Updates to UK GDPR: What Solicitors Should Know
Overview
The Data (Use and Access) Act 2025 makes several amendments to key UK data protection laws, including:
- The UK General Data Protection Regulation (UK GDPR)
- The Data Protection Act 2018
- The Privacy and Electronic Communications Regulations 2003 (PECR)
These updates aim to:
- Strengthen the UK economy
- Enhance the efficiency of public services
- Simplify data use to make life easier for businesses and individuals
Key Changes in the DUAA
While the DUAA does not replace the UK GDPR entirely, it introduces several notable updates that solicitors should understand.
1. Data Processing Rules
The DUAA clarifies when personal data can be reused for a different purpose. A new processing activity is now considered compatible with the original purpose if:
- You have obtained the individual’s consent, or
- The data is used for research or archiving purposes.
Example:
If a client allows you to use their personal information in a legal case and later agrees for that same data to be used in a training session for junior solicitors, this reuse is now clearly permitted under the DUAA.
Additionally, the Act introduces a new list of “recognised legitimate interests” — meaning certain activities no longer require a formal Legitimate Interests Assessment (LIA), provided the data use is necessary. These include:
- Sharing data with public authorities – e.g., providing transaction data to the National Crime Agency during a fraud investigation.
- Matters of national or public security – e.g., cooperating with authorities on a security breach case.
- Emergency situations – e.g., sharing building occupancy data with emergency services during a fire.
- Crime prevention – e.g., responding to police requests for information in a money laundering investigation.
- Protecting vulnerable individuals – e.g., sharing a child’s school attendance data with social services during a custody case.
2. Data Subject Rights
When responding to subject access requests (SARs), organisations now only need to conduct “reasonable and proportionate” searches.
Example:
If a former client requests their data, it’s sufficient to check their case files, invoices, and correspondence — rather than every company record.
Data subjects now also have a new right to lodge a complaint directly with the data controller, so every firm must have an effective complaints-handling process in place.
(See the Law Society’s “Handling Complaints” practice note for guidance.)
3. Automated Decision-Making (ADM)
The DUAA relaxes the rules around automated decision-making, where a system makes decisions without major human input.
Previously, consent was required for most ADM activities. Now, organisations can rely on legitimate interests as the lawful basis, as long as suitable safeguards exist.
However, ADM cannot be used for major decisions that involve special category data (such as health or biometric data).
4. Information Commission
The Information Commissioner’s Office (ICO) will now operate under a new name — the Information Commission.
Its overall powers remain largely the same, though the DUAA strengthens its ability to issue fines under PECR.
This means that breaches of marketing or cookie regulations could result in penalties of up to £17.5 million or 4% of global turnover, aligning PECR penalties with those under the UK GDPR.
5. International Data Transfers
A new legal test now determines whether personal data can be sent to another country.
Instead of requiring identical data protection laws, the destination country must simply offer protection not significantly lower than UK standards.
This change is designed to simplify and accelerate international data transfer approvals.
6. Scientific Research
The definition of “scientific research” has been broadened to cover a wider range of legitimate activities, providing more flexibility and legal certainty.
This update is particularly relevant to solicitors working with universities, research institutions, or clients involved in R&D projects.
What Solicitors Should Do Next
Firms that are already compliant with the UK GDPR have until June 2026 to meet the new DUAA requirements.

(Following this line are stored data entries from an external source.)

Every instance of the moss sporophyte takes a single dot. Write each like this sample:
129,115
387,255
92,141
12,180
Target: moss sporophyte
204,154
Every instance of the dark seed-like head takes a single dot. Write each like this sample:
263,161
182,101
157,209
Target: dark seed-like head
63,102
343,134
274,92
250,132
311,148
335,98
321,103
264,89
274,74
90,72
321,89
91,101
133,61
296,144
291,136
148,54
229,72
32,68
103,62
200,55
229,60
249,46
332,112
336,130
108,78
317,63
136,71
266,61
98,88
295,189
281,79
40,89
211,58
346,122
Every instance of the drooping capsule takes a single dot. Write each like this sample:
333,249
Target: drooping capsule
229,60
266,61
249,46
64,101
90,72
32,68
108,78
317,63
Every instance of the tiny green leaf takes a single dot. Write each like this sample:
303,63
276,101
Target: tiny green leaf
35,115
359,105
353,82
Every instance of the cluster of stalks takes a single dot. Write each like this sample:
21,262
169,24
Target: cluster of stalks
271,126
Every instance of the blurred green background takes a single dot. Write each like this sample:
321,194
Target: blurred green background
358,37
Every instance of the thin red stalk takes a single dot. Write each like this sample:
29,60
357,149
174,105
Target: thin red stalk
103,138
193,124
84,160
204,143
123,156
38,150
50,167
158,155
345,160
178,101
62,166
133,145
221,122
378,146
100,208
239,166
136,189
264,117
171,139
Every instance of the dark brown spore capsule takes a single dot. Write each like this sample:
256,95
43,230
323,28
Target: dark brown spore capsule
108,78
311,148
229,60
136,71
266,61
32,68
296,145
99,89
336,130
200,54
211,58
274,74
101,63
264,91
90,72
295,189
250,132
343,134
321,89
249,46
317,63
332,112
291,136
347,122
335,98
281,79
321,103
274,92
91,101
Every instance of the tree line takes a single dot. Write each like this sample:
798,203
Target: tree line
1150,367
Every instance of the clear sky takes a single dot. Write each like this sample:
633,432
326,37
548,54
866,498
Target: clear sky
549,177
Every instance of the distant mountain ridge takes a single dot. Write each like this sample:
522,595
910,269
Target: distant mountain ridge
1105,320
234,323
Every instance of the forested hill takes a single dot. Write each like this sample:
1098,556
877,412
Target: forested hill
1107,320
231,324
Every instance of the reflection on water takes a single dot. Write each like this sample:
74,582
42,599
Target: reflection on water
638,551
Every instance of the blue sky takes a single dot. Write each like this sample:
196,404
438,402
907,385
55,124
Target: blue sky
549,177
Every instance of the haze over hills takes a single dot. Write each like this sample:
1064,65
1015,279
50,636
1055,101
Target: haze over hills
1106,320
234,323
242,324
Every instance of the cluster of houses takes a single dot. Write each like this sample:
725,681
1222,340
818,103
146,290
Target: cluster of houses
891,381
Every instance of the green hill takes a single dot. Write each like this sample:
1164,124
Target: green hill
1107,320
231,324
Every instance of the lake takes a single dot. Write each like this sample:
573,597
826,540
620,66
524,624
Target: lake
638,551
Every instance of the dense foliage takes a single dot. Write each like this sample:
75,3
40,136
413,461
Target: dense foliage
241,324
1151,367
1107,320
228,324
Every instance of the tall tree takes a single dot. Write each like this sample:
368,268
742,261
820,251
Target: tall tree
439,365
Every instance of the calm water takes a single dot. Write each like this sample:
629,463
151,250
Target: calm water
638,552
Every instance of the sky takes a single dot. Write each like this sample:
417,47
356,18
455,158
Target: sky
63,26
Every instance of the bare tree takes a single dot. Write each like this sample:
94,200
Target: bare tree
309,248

Here’s what you should do:
- Review your lawful bases – Check how you collect and use data, as the DUAA may provide new lawful grounds for processing.
- Update your complaints process – You must now allow individuals to submit complaints directly to you and respond within 30 days.
- Train your team – Ensure staff understand how these new rules affect everyday operations.
Key Dates and Implementation Timeline
| Date | Milestone |
|---|---|
| June 2026 | DUAA comes into full effect. All firms must be compliant. |
| December 2025 | EU–UK data adequacy agreement expires. |
| June 2025 | DUAA receives Royal Assent. Up to one year allowed for full implementation. |
| October 2024 | Data (Use and Access) Bill introduced to Parliament; Law Society provides input. |
| June 2023 | EU Law (Revocation and Reform) Act retains data laws post-Brexit. |
| June 2021 | EU grants the UK data adequacy status. |
In Summary
The Data (Use and Access) Act 2025 builds on the UK GDPR framework, modernising it to encourage innovation, streamline compliance, and support national growth — without compromising personal data protection.
Solicitors should start reviewing internal data handling processes now to ensure a smooth transition before the June 2026 deadline.